Mittwoch, 9. September 2015

Buchrezension: Toni Jordan - Tausend kleine Schritte

Inhalt:

Grace Lisa Vandenburg zählt alles, was sie umgibt, jede Kleinigkeit: die Schritte bis zu ihrem Lieblingscafé (920), die Streusel auf ihrem Orangenkuchen (12 – 92) und die Buchstaben ihres Namens (19). Erst Seamus O’Reilly und sein unwiderstehlicher Wunsch, hinter das Geheimnis ihres Lebens zu kommen, lässt sie die Kontrolle verlieren.

Rezension:

Grace ist 35 Jahre alt, lebt in Melbourne und führt ein bis ins kleinste Detail strukturiertes und geplantes Leben. Bis zu ihrer Arbeitsunfähigkeit hat sie als Lehrerin gearbeitet. Seitdem sind ihre Tagesabläufe nahezu identisch, auch ihre Mahlzeiten sind tagein, tagaus die gleichen. Ihr Zuhause verlässt sie für den Gang in den Supermarkt, wo sie stets dieselben Artikel kauft, und für Besuche in ihrem Stammcafé, wo sie immer ein Stück Orangenkuchen, zwei Marshmallows und eine Tasse Heiße Schokolade bestellt. Sonntags telefoniert sie immer um 20 Uhr mit ihrer Mutter, anschließend mit ihrer Schwester Jill.

Bei ihren täglichen Verrichtungen spielen Zahlen bzw. das Zählen eine entscheidende Rolle. So muss sie im Supermarkt stets zehn Sachen eines Artikel kaufen - fünf Doppelpackungen Joghurt, zehn Bananen oder zehn Flaschen Shampoo. Auf dem Orangenkuchen im Café zählt sie die Mohnstreusel, wobei anhand der Anzahl entscheidend ist, in wie viele Stücke sie den Kuchen teilt.

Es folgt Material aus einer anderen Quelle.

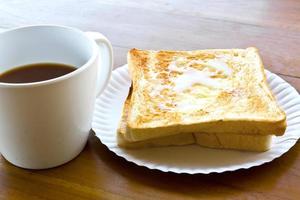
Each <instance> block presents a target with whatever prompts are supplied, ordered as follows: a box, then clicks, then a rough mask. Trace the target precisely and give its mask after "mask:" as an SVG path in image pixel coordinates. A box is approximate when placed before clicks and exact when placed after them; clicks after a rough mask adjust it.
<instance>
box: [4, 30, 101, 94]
mask: <svg viewBox="0 0 300 200" xmlns="http://www.w3.org/2000/svg"><path fill="white" fill-rule="evenodd" d="M40 27H51V28H62V29H68V30H71V31H75V32H77V33H80V34H81V35H82V36H83V37H85V38H87V39H88V41H90V42H91V44H92V51H93V52H92V55H91V56H90V58H89V59H88V61H87V62H85V63H84V64H83V65H81V66H80V67H78V68H77V69H76V70H74V71H72V72H70V73H68V74H65V75H62V76H59V77H56V78H52V79H48V80H44V81H37V82H29V83H5V82H0V88H25V87H37V86H43V85H49V84H53V83H57V82H61V81H63V80H66V79H69V78H70V77H73V76H75V75H77V74H80V73H81V72H83V71H85V70H86V69H87V68H88V67H89V66H91V63H92V62H94V60H95V59H96V58H97V56H98V46H97V44H96V42H95V41H94V40H92V39H91V38H89V37H88V36H87V35H85V32H83V31H81V30H79V29H77V28H73V27H69V26H63V25H55V24H38V25H30V26H20V27H16V28H11V29H7V30H4V31H3V32H1V33H0V34H5V33H9V32H12V31H17V30H20V29H27V28H40Z"/></svg>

Die genauen Vorgaben geben Grace Sicherheit. Dann lernt sie Seamus kennen, dem sie im Supermarkt eine Banane klauen musste, da in ihrem Einkaufswagen nur neun lagen, und neben Tage später der einzige Platz im Café frei war.

Seamus ist fasziniert von der intelligenten Frau, andererseits ist er auch von ihren seltsamen Verhaltensweisen irritiert. In ihrer Wohnung entdeckt er Inventarslisten in den Schränken, ein Lineal neben ihrer Zahnseide, Striche an Gläsern, Messbecher in der Dusche,...
Er unterstützt Grace darin, eine Verhaltenstherapie zu beginnen und einen Psychologen aufzusuchen. Benebelt von Psychopharmaka denken von nun an Gehirn 1 und Gehirn 2 in ihrem Kopf, die miteinander kommunizieren. Auch wenn Grace durch die Medikamente mit dem Zählen aufhört, und sie augenscheinlich ein befreiteres Leben führt, hat sie ihre eigene Persönlichkeit verloren.

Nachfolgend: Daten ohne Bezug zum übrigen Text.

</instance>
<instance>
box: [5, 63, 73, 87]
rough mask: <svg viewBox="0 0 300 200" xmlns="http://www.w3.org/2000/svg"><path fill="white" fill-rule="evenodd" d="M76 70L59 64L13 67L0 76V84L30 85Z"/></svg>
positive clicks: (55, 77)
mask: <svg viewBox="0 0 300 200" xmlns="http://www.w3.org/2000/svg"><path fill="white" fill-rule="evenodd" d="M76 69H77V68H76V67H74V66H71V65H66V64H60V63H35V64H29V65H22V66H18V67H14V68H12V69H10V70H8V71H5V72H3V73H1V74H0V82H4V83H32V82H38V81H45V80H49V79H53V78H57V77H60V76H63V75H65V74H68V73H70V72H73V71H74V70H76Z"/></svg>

In "Tausend kleine Schritte" erhält man einen anschaulichen Eindruck vom Leben einer Zwangsneurotikerin. Als Außenstehender ist es schwer nachvollziehbar, warum sich ein Mensch scheinbar freiwillig selbst geißelt und in ein derartiges Korsett aus Regeln steckt.
Grace ist eine erwachsene, intelligente Frau, die gefangen in ihren Zwängen das eigentliche Leben vergisst. Auch wird deutlich, dass sie aus ihrem eigens geschaffenen Gefängnis ohne fremde Hilfe nicht heraus kommt. Seamus schafft es, sie zu einer Therapie zu bewegen, was in diesem Roman aber sehr einfach erscheint.
Dem Leser stellt sich zudem bald die Frage, ob Graces Leben ohne Neurosen, aber voll gepumpt mit Psychopharmaka eine lebenswerte Alternative ist.

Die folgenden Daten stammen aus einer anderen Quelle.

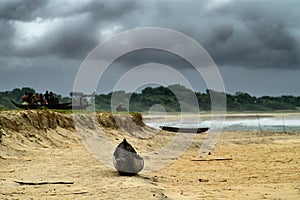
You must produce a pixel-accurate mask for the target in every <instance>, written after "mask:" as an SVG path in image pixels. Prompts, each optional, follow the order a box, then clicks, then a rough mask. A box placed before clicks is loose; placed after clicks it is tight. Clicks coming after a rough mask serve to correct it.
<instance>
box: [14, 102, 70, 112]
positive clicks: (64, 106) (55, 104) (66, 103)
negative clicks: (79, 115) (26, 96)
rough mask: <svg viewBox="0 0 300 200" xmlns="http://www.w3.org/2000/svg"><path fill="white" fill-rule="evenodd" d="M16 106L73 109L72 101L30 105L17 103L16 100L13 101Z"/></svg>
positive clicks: (23, 107)
mask: <svg viewBox="0 0 300 200" xmlns="http://www.w3.org/2000/svg"><path fill="white" fill-rule="evenodd" d="M11 102H12V104H14V106H16V107H18V108H22V109H37V108H42V107H46V108H48V109H60V110H68V109H72V105H71V104H72V103H59V104H47V105H35V104H28V105H23V104H19V103H16V102H14V101H11Z"/></svg>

Das ernste Thema einer psychischen Erkrankung wird durch die witzigen Situationen, in die Grace durch ihre Zwänge gerät, in dem Roman unterhaltsam umgesetzt, ohne die Krankheit ins Lächerliche zu ziehen oder zu verharmlosen. Es ist eine Tragikomödie mit einer zarten Liebesgeschichte um eine sympathische Protagonistin, der man wünscht, den Teufelskreis aus Zwängen und Zählen zu bekämpfen, um frei leben zu können.
Auch wenn ich mir ein anderes Ende für Grace gewünscht hätte, ist "Tausend kleine Schritte" ein sehr lesenswerter Roman!